Last month Microsoft had their Build Conference in San Francisco, CA where they made a number of announcements and officially introduced elements such as Universal Apps. While Build is Microsoft’s Conference for developers, that doesn’t mean they can’t get a ton out of Microsoft’s Tech Ed show as well. While a majority of Tech Ed is aimed at IT Pros, there are some good sessions and tidbits for developers to gain as well.
Tech Ed officially kicked off today (there were pre-conference sessions yesterday). The keynote, which was hosted by Brad Anderson, Corporate VP of Cloud & Enterprise, was loaded with a lot of announcements. Many of the announcements centered on Microsoft Azure. Here are a few of the nuggets from today’s keynote:
- If you are working with a data center, you should consider public cloud as a part of your solution.
- There are a lot of new and improved areas within Microsoft Azure:
- Cloud Intensive Virtual Machines
- Express Route
- Azure Files (in preview)
- Cloud App Discovery
- Windows Network Enhancements
- Microsoft Azure RemoteApp
- Microsoft announced a number of services to provide between on-premises investments and the public cloud.

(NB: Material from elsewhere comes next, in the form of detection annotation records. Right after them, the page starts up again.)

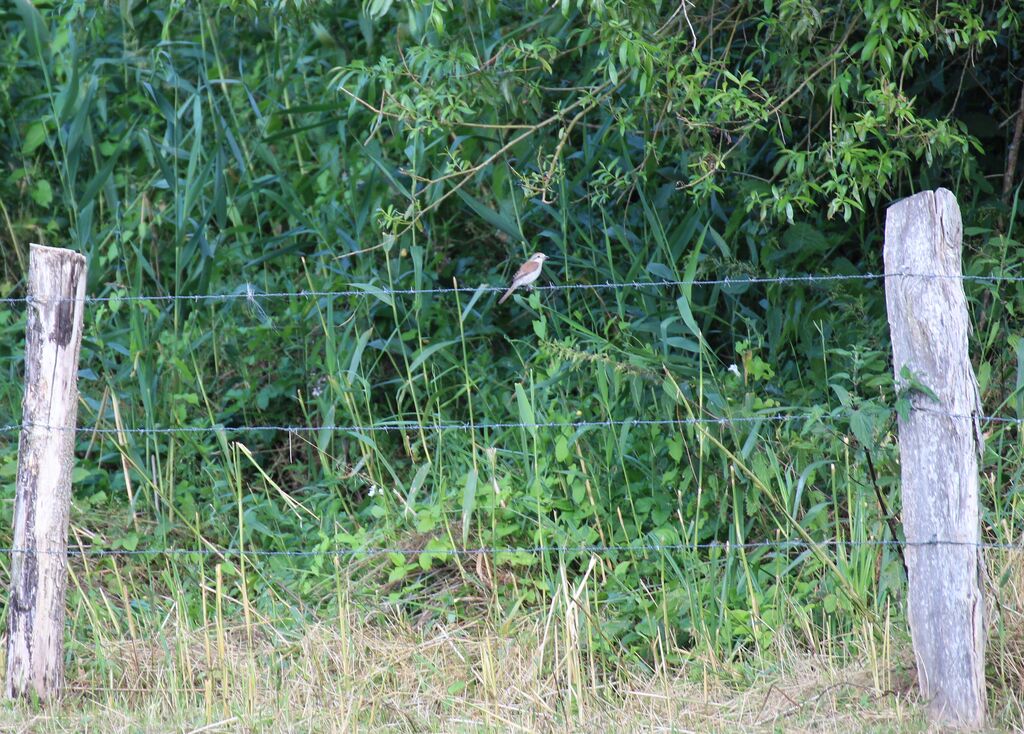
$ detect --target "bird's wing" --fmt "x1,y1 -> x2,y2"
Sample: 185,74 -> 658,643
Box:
512,260 -> 541,283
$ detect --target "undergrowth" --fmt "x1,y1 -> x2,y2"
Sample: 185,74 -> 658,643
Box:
0,0 -> 1024,731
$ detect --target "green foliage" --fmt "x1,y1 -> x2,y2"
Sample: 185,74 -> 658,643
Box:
0,0 -> 1024,671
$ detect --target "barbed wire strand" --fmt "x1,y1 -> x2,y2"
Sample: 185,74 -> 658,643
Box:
0,272 -> 1024,305
0,407 -> 1024,435
0,538 -> 1024,558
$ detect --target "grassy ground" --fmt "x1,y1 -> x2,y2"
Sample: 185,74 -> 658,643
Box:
0,554 -> 1024,732
0,607 -> 937,732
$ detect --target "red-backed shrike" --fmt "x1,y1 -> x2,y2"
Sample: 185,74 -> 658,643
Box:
498,252 -> 548,303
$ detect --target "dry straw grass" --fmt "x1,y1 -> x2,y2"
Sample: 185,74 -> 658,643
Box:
6,554 -> 1024,733
0,607 -> 924,733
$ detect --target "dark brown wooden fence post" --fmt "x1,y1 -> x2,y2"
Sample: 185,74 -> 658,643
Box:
6,245 -> 86,699
885,188 -> 985,728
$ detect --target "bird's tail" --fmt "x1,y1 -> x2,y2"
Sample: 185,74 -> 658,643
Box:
498,286 -> 515,303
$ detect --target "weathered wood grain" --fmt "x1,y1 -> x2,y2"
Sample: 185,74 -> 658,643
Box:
6,245 -> 86,699
885,188 -> 985,727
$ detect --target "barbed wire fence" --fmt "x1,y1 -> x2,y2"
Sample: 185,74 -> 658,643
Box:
0,208 -> 1024,720
0,272 -> 1024,558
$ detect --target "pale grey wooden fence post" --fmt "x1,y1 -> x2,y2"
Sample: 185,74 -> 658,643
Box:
6,245 -> 86,699
885,188 -> 985,728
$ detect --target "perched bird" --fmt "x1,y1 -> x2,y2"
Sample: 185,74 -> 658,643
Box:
498,252 -> 548,303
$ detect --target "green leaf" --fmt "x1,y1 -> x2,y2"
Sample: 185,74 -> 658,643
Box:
22,120 -> 46,156
456,188 -> 525,242
850,409 -> 874,448
13,0 -> 50,63
462,469 -> 476,548
555,436 -> 569,463
29,178 -> 53,207
515,383 -> 537,440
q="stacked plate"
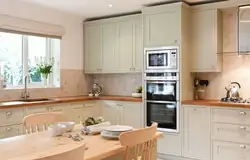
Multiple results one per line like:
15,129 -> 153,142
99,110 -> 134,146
101,125 -> 134,139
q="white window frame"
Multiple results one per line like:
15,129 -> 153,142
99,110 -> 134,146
0,31 -> 60,90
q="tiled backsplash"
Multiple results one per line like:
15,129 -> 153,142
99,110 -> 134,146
0,69 -> 93,101
198,9 -> 250,99
94,73 -> 142,96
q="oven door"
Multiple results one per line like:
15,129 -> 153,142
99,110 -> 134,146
145,80 -> 179,101
146,101 -> 179,133
146,50 -> 170,70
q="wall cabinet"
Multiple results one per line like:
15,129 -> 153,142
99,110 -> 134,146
85,15 -> 143,73
192,9 -> 223,72
183,106 -> 210,160
144,11 -> 181,47
84,26 -> 102,73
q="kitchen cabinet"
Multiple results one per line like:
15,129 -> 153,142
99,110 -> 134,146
144,11 -> 181,47
84,25 -> 102,73
183,106 -> 211,160
213,141 -> 250,160
116,19 -> 143,72
192,9 -> 223,72
85,15 -> 143,73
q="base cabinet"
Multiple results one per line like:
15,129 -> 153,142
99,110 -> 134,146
183,106 -> 210,160
213,141 -> 250,160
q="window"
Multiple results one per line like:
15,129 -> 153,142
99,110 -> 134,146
0,32 -> 60,88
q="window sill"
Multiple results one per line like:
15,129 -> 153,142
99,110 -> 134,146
0,85 -> 60,90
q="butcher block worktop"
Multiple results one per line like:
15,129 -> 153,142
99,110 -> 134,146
182,100 -> 250,109
0,96 -> 142,109
0,125 -> 162,160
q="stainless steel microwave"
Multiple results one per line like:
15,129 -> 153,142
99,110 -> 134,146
144,46 -> 179,72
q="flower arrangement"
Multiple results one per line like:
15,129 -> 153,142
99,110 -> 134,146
37,57 -> 55,79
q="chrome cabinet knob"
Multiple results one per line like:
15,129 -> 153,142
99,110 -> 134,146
240,145 -> 247,149
5,112 -> 12,117
240,126 -> 247,130
6,127 -> 12,132
240,112 -> 246,115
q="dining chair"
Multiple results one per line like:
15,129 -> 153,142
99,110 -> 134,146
35,143 -> 85,160
23,112 -> 66,134
119,123 -> 158,160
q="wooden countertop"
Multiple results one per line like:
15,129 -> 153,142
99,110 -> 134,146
182,100 -> 250,108
0,96 -> 142,109
0,125 -> 163,160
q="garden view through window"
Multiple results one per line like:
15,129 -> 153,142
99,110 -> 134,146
0,32 -> 61,88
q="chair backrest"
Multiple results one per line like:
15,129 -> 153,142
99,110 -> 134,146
35,144 -> 85,160
23,112 -> 66,134
120,123 -> 157,160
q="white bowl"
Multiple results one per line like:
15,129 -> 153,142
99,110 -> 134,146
49,124 -> 67,137
132,93 -> 142,98
58,122 -> 75,132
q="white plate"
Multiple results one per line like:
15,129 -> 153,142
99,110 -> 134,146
101,131 -> 120,139
105,125 -> 134,132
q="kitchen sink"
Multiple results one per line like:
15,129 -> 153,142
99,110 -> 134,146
16,98 -> 53,102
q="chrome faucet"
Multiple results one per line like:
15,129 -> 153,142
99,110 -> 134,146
21,76 -> 30,100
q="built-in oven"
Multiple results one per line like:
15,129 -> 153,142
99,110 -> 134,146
144,72 -> 180,132
145,72 -> 180,102
146,101 -> 179,133
144,47 -> 178,72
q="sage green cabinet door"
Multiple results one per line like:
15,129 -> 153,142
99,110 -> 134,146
133,19 -> 144,72
102,23 -> 117,73
116,21 -> 134,72
144,11 -> 181,47
85,26 -> 102,73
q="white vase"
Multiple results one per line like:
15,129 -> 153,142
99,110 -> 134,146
41,74 -> 49,86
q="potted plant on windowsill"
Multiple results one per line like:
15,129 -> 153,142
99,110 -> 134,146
37,57 -> 55,86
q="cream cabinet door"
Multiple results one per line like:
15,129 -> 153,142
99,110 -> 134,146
85,26 -> 102,73
102,23 -> 117,73
133,19 -> 144,72
183,106 -> 210,160
192,9 -> 222,72
121,102 -> 143,128
102,101 -> 121,125
116,21 -> 134,72
213,141 -> 250,160
144,12 -> 181,47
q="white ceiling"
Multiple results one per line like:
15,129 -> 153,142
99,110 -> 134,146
16,0 -> 222,18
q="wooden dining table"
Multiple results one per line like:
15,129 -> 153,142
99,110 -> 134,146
0,125 -> 162,160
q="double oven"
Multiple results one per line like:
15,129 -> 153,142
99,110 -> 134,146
144,47 -> 180,133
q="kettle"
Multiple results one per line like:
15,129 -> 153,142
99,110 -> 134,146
225,82 -> 241,99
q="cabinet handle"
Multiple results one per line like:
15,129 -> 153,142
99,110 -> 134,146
6,127 -> 12,132
240,126 -> 247,130
240,112 -> 246,115
5,112 -> 12,117
240,145 -> 247,149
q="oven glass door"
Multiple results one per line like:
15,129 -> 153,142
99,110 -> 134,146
147,51 -> 169,69
147,102 -> 178,132
146,80 -> 178,101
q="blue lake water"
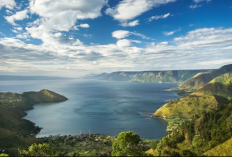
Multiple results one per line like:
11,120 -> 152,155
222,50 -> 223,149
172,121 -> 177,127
0,79 -> 179,139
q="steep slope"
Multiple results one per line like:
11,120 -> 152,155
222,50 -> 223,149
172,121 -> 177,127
102,71 -> 138,81
103,70 -> 208,83
0,90 -> 67,156
179,64 -> 232,91
191,72 -> 232,99
203,138 -> 232,156
154,72 -> 232,118
153,94 -> 227,119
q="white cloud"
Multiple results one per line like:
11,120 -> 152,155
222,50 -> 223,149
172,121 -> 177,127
26,0 -> 107,45
148,13 -> 170,22
116,39 -> 132,48
16,32 -> 29,39
189,0 -> 212,9
5,10 -> 29,25
164,28 -> 181,36
193,0 -> 212,3
83,34 -> 93,38
29,0 -> 106,19
14,27 -> 23,31
112,30 -> 130,39
105,0 -> 176,21
189,4 -> 202,9
80,23 -> 90,28
112,30 -> 150,39
54,32 -> 62,38
0,0 -> 16,10
121,20 -> 139,27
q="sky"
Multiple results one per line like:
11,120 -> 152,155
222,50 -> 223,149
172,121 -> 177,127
0,0 -> 232,77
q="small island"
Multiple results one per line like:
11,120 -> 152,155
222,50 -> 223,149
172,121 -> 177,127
0,89 -> 68,155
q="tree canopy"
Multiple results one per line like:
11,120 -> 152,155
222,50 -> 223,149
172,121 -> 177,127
111,131 -> 142,156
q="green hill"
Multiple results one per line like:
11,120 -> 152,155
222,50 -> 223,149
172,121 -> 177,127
153,101 -> 232,156
153,94 -> 227,119
0,90 -> 67,153
103,70 -> 209,83
179,64 -> 232,91
192,72 -> 232,99
203,138 -> 232,156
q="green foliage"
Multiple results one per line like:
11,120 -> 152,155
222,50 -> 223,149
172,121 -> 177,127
19,143 -> 56,156
111,131 -> 143,156
150,140 -> 159,149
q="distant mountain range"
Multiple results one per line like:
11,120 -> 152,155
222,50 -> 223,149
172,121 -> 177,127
84,69 -> 212,83
153,64 -> 232,118
147,64 -> 232,156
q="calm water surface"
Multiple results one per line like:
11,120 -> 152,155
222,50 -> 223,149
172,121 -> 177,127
0,79 -> 179,139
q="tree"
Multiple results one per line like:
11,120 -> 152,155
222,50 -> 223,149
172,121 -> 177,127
111,131 -> 143,156
19,143 -> 56,156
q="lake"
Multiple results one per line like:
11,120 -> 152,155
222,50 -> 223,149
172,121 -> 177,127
0,79 -> 180,139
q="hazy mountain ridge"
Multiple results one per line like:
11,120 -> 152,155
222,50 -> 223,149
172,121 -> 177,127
99,69 -> 211,83
179,64 -> 232,90
153,65 -> 232,118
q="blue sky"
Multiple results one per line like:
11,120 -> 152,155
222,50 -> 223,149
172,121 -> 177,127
0,0 -> 232,77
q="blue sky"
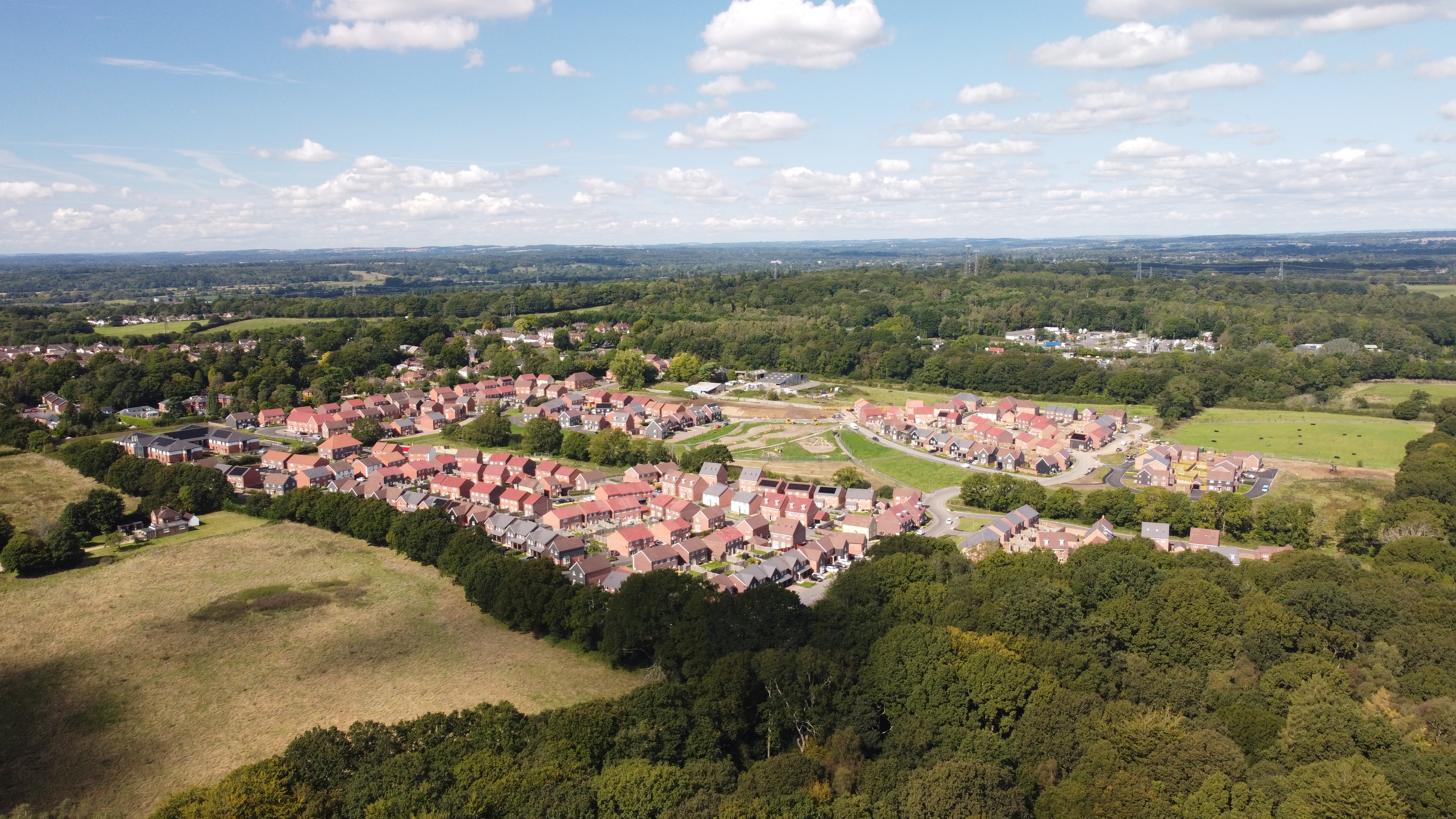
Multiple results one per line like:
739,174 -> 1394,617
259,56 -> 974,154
0,0 -> 1456,252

- Microsoft announced services that will deliver protected mobile productivity across mobile phones.
- Azure API Management was also announced. This centers on helping people expose and share APIs through the cloud.
- Microsoft also extended Visual Studio Online with a set of APIs and service hooks that make it easier to integrate with third party services. This will allow Visual Studio online to be easier to integrate with existing tools. In fact, Microsoft has worked to provide integration with a number of tools and services already including Zendesk, VS Anywhere, Flowdock, Zapier, SourceClear, AppHarbor, Kato.im, and many more. Even though this is only in preview, you can read about how Microsoft is working with REST, oAUTH, Jason, and service hooks to make this work. More information is available in Brian Harry’s blog post, A new API for Visual Studio Online.
- Mentioned at Build, Microsoft reiterated their partnership with Xamarin and the focus on open APIs and source code. Developers who use Microsoft technology (C#), currently have the ability to target native apps for iOS, Android, and Windows all from the same common core code base using existing knowledge.
Of course, this is just my short list. I have more notes I’ll be posting over the next few days that include some of the details Brian Harry shared on Visual Studio Online as well as other topics including Applications Insights and more.